How not to be annoying on a group trip.

1. If you're going to be late, be hot.
You can be early. You can be 45 minutes late. But if you’re going to stroll in mid-chaos, you better be serving a look with a story. And an apology.

2. Don’t ask questions that were already answered in the FAQ.
If you say “wait what time is the flight again?” after we made this beautiful website, someone is legally allowed to unplug your life support immediately.

3. We split checks evenly. Don’t make it weird.
No itemizing. No “but I didn’t have the octopus.” No whispering about who ordered what when the check hits the table. We split everything evenly. That’s the rule. Like communism, but make it gay.

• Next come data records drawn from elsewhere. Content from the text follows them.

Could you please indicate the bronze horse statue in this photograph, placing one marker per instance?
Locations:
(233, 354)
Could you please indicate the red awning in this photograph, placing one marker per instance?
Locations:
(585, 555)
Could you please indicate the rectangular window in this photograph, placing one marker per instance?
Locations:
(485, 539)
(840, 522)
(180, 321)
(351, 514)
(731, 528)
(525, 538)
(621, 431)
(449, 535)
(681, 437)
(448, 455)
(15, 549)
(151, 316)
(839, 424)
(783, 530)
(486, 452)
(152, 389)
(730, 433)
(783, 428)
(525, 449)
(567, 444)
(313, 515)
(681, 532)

4. No sudden schedule changes.
This is not Euphoria. No one is improvising the narrative. You can dip out if needed — but don’t try to reorganize dinner for 12 because you “just found this really cute place.” We already hate influencers. Don’t make us hate you.

5. Don’t complain about hangovers.
You did this to yourself. Like the rest of us. Suffer quietly and reapply SPF like a professional. Complaining is for people who lack character.

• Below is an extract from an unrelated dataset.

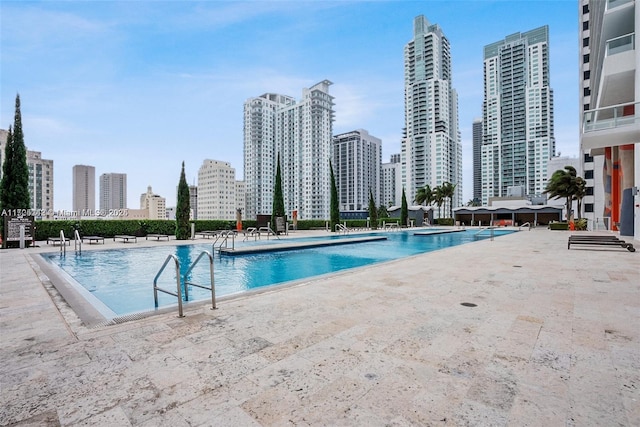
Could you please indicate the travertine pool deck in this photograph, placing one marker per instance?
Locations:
(554, 340)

6. Know when it’s not your moment.
Everyone gets their spotlight. But not every dinner needs your 18-minute story about a Berlin DJ who ghosted you in 2018. Some nights belong to others. Clap from the sidelines. Your time will come.

7. If you’re being dramatic, be entertaining.
Breakdowns are not just allowed, they're encouraged. But make them legendary. Cry dramatically in the ocean. Storm off in a caftan. Throw your sunglasses. Just don't sit in a corner being vague and low-energy. This isn't a student film. It's MYKONOS.

8. Be Generous. Be Kind. Tip Well.
You're gay. You're in Europe. You're already the loudest person in every room. Balance it with generosity. Tip your servers. Thank your hotel staff. Karma is real and she's watching - and recommends 10%.

9. Take photos, but don't live through your phone.